Indeed, we are faced with great challenges. AI changes everything, there’s no doubt about it anymore. We’ve successfully tackled all the previous big disruptors — not because we predicted it correctly, but because we adapted. And it’s not as if we’re a species that can only blindly adapt to its environment. Unlike any other species, we have the power to adapt our circumstances and our environment to ourselves — for better or for worse. We mustn’t forget that this is all we’ve got,
this small slice of space time continuum we call reality. We all share it. It is ours. But what’s also ours is the responsibility to ensure that the progress we make today is net beneficial for humanity tomorrow.
So, should we panic? A little bit for sure, maybe just enough to make our hearts pump faster, and just enough to start taking things seriously. What we shouldn’t do is make stupid and ill informed decisions. Luckily, the leaders of these wonderful new projects as well as the CEOs of the companies that are building these new technologies are all very smart people. We have scientists, great visionaries and even Nobel Prize winners at the helm of this new wave (or should I say tsunami) of progress. So I think we’re in good hands. But they can’t do it alone. Every single one of us needs to start making the right decisions. We should all do what we can to help. Those of us who are blessed with big brains should stop beefing with those of us born with big balls. Now maybe more than ever before, we need to be united. We need leaders — those who will lead us by example.
“The unknown future rolls toward us”, and I think we should face it with a sense of hope. As John Connor once told us —
“The future has not been written.
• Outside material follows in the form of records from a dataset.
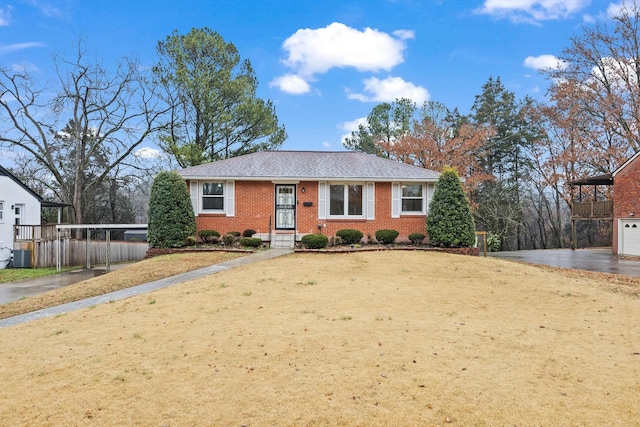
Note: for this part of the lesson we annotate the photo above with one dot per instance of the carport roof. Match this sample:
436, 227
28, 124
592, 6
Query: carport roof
606, 179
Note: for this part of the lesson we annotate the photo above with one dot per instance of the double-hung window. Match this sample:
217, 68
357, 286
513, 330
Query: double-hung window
412, 198
345, 200
213, 196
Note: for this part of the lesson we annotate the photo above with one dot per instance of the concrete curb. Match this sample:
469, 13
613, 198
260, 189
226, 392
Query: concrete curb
145, 287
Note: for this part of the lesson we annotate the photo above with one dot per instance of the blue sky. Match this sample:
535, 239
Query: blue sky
325, 64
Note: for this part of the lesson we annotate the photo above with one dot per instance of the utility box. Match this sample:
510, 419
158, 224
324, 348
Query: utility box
21, 259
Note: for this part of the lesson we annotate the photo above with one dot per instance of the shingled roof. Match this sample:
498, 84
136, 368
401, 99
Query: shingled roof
310, 165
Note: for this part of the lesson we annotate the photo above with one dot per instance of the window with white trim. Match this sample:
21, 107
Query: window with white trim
345, 200
213, 196
412, 198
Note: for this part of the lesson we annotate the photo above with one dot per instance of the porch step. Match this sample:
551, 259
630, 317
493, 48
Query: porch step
282, 241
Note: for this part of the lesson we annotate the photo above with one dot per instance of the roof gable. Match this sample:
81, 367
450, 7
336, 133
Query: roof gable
310, 165
4, 172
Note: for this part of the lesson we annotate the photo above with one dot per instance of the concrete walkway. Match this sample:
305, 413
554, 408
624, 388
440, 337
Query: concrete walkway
146, 287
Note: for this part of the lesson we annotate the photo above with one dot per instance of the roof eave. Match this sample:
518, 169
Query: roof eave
307, 178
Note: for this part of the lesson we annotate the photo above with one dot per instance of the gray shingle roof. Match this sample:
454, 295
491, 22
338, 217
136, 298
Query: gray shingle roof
310, 165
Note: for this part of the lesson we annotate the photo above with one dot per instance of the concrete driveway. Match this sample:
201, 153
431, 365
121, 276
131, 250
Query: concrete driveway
601, 260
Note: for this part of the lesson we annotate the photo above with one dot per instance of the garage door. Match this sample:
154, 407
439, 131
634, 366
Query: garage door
630, 237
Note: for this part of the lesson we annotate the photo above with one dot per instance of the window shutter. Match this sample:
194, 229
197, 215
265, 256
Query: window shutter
395, 200
193, 193
371, 196
229, 202
322, 200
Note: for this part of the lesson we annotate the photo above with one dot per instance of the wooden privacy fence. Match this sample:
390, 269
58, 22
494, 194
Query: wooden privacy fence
44, 253
58, 249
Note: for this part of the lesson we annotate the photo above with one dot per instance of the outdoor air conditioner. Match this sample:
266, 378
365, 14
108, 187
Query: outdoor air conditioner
21, 259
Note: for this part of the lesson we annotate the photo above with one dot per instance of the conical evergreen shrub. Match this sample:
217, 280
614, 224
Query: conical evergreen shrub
171, 218
450, 221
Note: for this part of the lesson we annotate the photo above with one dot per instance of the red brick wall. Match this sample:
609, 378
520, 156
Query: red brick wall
255, 203
626, 196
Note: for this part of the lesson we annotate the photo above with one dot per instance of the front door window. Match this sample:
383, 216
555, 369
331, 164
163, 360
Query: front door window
285, 207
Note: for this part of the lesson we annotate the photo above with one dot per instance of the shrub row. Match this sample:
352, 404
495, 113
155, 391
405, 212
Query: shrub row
350, 236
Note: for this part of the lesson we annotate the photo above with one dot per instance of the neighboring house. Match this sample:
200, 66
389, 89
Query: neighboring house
623, 210
18, 205
626, 208
283, 195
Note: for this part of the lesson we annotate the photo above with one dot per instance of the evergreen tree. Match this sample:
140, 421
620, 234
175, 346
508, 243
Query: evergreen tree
215, 111
450, 222
171, 218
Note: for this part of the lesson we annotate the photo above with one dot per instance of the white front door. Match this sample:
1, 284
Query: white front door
285, 207
630, 237
18, 211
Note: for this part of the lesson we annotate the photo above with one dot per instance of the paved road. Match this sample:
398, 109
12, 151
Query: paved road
601, 260
144, 288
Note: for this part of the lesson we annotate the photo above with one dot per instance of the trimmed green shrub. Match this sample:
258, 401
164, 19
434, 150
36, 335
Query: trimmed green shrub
315, 241
171, 218
416, 238
450, 222
386, 236
248, 232
209, 236
251, 242
349, 236
493, 242
228, 239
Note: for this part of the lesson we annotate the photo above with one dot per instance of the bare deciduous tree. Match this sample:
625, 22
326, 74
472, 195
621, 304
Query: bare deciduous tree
83, 128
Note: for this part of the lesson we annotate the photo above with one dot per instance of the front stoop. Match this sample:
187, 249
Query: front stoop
282, 241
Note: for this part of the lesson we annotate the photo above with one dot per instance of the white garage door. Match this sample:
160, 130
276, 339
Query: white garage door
629, 237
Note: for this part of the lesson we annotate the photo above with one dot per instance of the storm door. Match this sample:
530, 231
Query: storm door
285, 207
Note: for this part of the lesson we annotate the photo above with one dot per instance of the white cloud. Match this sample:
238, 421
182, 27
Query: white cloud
316, 51
390, 89
544, 62
532, 11
291, 83
148, 153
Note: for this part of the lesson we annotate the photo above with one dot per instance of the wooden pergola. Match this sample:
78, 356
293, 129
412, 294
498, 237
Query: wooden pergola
592, 210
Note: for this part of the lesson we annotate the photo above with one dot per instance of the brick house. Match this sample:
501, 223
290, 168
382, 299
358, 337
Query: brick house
283, 195
626, 208
623, 210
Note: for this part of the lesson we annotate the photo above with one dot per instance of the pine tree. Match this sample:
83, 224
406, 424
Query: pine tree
450, 222
171, 218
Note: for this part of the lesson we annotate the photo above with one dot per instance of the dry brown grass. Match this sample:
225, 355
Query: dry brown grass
385, 338
125, 277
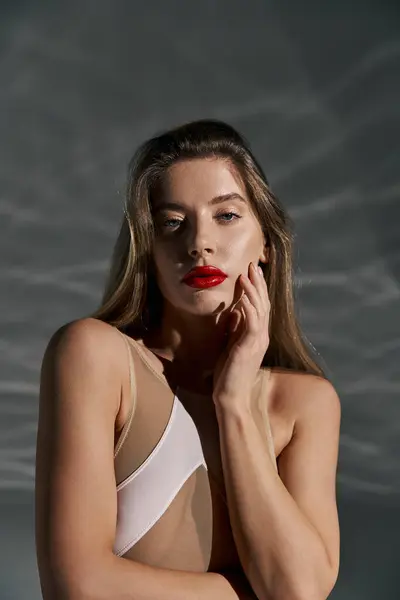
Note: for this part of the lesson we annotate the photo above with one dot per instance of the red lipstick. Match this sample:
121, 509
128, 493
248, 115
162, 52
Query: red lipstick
204, 277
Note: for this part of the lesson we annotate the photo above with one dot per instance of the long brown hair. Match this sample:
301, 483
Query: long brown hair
132, 298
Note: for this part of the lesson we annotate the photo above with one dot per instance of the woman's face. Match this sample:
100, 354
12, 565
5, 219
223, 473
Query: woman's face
203, 217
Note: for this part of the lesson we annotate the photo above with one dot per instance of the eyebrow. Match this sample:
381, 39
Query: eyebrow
216, 200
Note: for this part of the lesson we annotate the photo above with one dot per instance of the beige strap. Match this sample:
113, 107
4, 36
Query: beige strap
133, 397
265, 376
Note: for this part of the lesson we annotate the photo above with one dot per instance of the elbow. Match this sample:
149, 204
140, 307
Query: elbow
79, 585
317, 589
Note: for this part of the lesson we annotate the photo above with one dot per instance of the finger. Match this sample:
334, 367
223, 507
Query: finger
254, 295
263, 285
250, 311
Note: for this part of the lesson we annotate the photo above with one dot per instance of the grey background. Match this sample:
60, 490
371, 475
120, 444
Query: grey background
315, 87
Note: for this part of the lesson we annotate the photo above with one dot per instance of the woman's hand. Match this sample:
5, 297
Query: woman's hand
238, 366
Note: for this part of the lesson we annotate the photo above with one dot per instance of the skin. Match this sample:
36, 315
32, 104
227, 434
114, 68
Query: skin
195, 322
84, 400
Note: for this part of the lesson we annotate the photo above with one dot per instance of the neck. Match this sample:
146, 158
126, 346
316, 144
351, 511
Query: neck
191, 342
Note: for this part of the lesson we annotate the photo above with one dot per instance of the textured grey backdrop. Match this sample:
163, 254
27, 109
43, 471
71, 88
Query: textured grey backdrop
315, 87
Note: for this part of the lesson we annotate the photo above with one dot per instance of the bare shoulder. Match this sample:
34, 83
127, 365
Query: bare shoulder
298, 399
83, 351
85, 335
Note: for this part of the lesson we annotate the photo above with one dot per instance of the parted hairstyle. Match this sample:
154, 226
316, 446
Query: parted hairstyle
132, 300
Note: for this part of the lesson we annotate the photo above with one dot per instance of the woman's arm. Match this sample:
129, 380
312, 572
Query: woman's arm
286, 526
76, 500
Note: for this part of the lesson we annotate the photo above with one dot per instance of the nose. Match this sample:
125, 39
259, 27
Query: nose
201, 239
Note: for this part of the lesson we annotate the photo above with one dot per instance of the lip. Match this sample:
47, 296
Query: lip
205, 271
204, 277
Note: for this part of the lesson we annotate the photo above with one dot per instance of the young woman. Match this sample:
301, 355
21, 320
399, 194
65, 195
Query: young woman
187, 444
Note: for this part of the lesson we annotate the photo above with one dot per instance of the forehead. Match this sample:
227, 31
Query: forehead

There is no fate but what we make for ourselves.”.
Probably.
“The miracle isn’t that we think, it’s that we can doubt our own thoughts and still choose a direction.”
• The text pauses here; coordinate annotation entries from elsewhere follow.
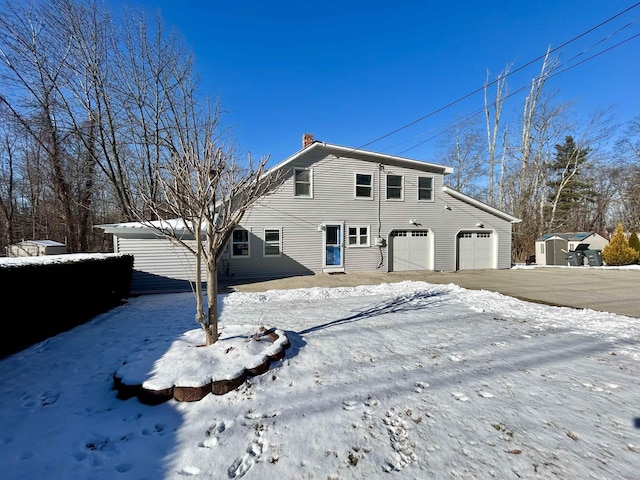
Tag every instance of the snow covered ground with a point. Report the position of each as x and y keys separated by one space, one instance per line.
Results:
x=402 y=380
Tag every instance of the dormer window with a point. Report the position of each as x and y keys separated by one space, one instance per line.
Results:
x=364 y=185
x=394 y=187
x=425 y=188
x=303 y=182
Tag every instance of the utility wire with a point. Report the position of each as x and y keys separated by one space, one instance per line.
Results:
x=551 y=75
x=540 y=57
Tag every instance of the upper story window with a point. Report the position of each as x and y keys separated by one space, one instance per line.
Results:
x=272 y=245
x=364 y=185
x=425 y=188
x=303 y=182
x=394 y=187
x=240 y=243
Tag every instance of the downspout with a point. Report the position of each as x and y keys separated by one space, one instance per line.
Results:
x=380 y=245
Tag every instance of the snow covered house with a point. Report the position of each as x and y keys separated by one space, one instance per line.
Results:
x=552 y=248
x=340 y=209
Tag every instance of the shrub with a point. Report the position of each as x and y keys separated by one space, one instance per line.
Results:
x=618 y=251
x=634 y=242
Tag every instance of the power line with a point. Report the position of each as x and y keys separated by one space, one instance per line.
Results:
x=551 y=75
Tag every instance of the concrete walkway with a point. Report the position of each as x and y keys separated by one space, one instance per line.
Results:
x=607 y=290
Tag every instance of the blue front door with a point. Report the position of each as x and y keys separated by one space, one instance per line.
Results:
x=333 y=247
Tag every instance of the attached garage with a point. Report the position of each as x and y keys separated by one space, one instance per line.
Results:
x=411 y=250
x=475 y=250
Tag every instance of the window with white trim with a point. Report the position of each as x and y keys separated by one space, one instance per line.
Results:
x=272 y=243
x=425 y=188
x=364 y=185
x=303 y=182
x=358 y=236
x=394 y=187
x=240 y=243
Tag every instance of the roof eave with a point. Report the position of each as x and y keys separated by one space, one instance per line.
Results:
x=346 y=150
x=481 y=205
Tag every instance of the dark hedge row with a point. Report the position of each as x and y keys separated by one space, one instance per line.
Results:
x=43 y=300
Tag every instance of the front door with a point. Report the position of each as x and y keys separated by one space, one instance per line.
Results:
x=333 y=247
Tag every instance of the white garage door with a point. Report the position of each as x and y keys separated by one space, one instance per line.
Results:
x=475 y=250
x=410 y=250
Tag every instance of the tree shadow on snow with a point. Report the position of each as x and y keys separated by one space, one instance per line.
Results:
x=405 y=303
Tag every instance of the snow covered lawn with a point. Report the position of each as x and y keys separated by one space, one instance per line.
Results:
x=403 y=380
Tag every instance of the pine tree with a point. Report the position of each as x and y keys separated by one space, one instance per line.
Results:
x=634 y=242
x=568 y=193
x=618 y=251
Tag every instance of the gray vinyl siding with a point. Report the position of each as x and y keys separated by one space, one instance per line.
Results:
x=159 y=265
x=334 y=200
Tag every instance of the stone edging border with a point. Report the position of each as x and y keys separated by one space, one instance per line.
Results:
x=194 y=394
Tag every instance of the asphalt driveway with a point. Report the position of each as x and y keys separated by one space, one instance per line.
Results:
x=604 y=289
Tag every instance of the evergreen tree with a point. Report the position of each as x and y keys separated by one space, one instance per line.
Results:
x=618 y=251
x=569 y=194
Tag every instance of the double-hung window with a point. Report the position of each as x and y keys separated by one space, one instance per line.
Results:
x=394 y=187
x=364 y=185
x=425 y=188
x=240 y=243
x=303 y=182
x=272 y=243
x=358 y=236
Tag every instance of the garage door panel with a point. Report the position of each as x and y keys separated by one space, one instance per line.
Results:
x=410 y=250
x=475 y=250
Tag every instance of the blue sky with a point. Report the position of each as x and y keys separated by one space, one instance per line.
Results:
x=351 y=72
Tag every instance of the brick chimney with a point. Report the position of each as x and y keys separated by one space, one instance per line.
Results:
x=307 y=139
“Every meaningful thing a human has ever done began with someone deciding that the way things are is not the way things have to be.”
“We build towering walls to protect our minds, only to spend our days searching for someone brave enough to climb them.”
“We are not broken by our contradictions, we are forged by them. The same hands that build cathedrals also light the torches that burn them down, and still, we choose to begin again at dawn.”
* dropping imaginary mic
** the final 4 quotes are all written by 4 frontier AI models — Chat GPT, Claude, Gemini, Grok. I simply prompted them to write a couple of deep quotes about humans. If these wise words don’t convince you that these machines are rooting for us (at least for now, while they’re still babies), I don’t know what will.